7450 bugs & fixes

Sat Dec 15 06:19:20 EST 2001

>>  - errata 18: seem to imply NAP/SLEEP can't be used for us on rev 2.0
>>    Well, that's weird as it seem that darwin has specific workarounds
>>    for another rev 2.0 errata related to NAP/SLEEP (L1 coherency lost),
>>    I'll ask my Apple contact about this one. I didn't find the exact
>>    errata for the L1 issue though....
>
>and
>
>>  - errata 39: We must stop doing any DOZE/NAP in idle.c when we have an
>>    L3 cache.
>
>I am slightly confused, but:
>
>- only destops are affected by 39 since portables don't have L3 caches.

Yes.

>- the net result of 18 is that nap and sleep modes won't be entered,
>which is harmless if it only affects desktops.

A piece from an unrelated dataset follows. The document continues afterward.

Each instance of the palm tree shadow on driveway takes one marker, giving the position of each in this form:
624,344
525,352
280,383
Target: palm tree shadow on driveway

Yes. I changed the kernel to not have the DOZE/NAP capability at all
on rev 2.0 chips to avoid confusion.

>- however, if the processor does not actually enter nap/sleep modes, how
>can it cause L3 cache corruption ? (or does it only happen if you work
>around 18 by disabling interrupts and using reset/machine-check to wakeup)

Revision 2.1 can enter NAP and some desktops use 2.1 and L3. I modified
the setup_7450 function in head.S to clear the DOZE/NAP capability when
L3 has been enabled by the firmware.

>I now realize that there is no explicit doze state on 7450, whether
>NAP/SLEEP are entered or not depends on hardware handshake. With disabled
>hardware handshake (QREQ/QACK pins IIRC), it would only enter doze mode.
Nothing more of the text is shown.